Idealnya pembangunan IKN linier dengan pembangunan hukum di Indonesia. Sebab, istana negara di ibu kota lama, Jakarta -- pinjam Istilah Presiden Jokowi -- masih berbau kolonial.
Betul, kedua istana yang ada di Indonesia -- Istana Merdeka Jakarta dan Istana Bogor -- dibangun pemerintah kolonial. Tapi tidak dengan IKN. Ia dibangun pemerintah Indonesia sendiri.

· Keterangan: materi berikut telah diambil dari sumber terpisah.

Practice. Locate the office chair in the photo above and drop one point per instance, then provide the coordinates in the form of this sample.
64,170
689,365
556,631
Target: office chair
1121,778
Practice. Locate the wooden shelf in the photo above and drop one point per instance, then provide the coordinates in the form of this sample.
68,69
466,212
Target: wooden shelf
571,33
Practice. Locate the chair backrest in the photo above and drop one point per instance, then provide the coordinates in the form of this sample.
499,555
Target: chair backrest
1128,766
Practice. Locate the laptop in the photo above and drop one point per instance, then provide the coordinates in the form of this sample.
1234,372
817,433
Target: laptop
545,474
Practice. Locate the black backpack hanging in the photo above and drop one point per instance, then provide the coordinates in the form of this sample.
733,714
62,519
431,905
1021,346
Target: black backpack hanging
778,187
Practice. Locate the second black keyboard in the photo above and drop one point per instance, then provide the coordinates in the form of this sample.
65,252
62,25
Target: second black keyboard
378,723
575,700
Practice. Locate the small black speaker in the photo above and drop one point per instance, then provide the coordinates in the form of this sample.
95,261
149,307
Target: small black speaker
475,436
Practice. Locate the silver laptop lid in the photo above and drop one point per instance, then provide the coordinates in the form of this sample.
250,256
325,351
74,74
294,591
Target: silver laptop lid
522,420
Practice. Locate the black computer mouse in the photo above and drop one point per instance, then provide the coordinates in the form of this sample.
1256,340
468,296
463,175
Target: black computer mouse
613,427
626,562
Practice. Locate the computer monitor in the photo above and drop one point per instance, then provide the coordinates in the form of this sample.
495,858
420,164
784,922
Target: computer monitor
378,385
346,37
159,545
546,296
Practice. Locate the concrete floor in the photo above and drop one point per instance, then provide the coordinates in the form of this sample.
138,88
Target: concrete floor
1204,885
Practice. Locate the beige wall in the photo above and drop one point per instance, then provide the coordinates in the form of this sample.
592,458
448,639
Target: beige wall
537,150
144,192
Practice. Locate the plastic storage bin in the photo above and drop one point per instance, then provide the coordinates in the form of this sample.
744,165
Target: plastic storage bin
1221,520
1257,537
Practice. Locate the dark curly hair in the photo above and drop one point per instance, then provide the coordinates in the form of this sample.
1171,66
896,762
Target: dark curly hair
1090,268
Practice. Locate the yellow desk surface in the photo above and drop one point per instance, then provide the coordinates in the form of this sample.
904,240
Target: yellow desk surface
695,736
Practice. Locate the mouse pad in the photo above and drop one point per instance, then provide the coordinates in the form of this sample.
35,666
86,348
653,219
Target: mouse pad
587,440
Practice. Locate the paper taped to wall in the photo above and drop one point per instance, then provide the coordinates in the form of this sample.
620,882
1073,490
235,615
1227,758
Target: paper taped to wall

Menurut bayangan Presiden, IKN tidak berbau kolonial.
Konsekuensi dari istana yang tidak berbau kolonial, mestinya, produk-produk kebijakan eksekutif yang dihasilkannya juga tidak berbau kolonial. Artinya, produk-produk kebijakan IKN, nantinya "berbau rakyat". Berbau rakyat dengan tanda petik di sini, maksudnya kebijakan eksekutif yang disetujui legislatif, seharusnya pro-rakyat. Rakyat bisa mencium produk kebijakan eksekutif dengan hati gembira. Karena aspirasinya terwakili.
Baca Juga: Semua Warga Negara Sama di Mata Hukum, Jawaban Jokowi Soal Dugaan Gratifikasi Jet Pribadi Kaesang
Tapi apa yang terjadi di era pemerintahan Jokowi dalam satu dekade? Banyak kebijakan eksekutif justru "bersifat kolonial". Maksudnya, kebijakan tersebut tidak pro-rakyat. Bahkan cenderung merugikan rakyat.
Salah satu produk kebijakan eksekutif yang paling merisaukan rakyat adalah pelemahan Komisi Pemberantasan Korupsi (KPK) dan pembentukan Omnibus law (UU Cipta Kerja). Kedua UU tersebut, di lapangan benar-benar telah membuat hukum tidak berpihak kepada rakyat. KPK lumpuh. Sedangkan Omnibus Law melemahkan buruh.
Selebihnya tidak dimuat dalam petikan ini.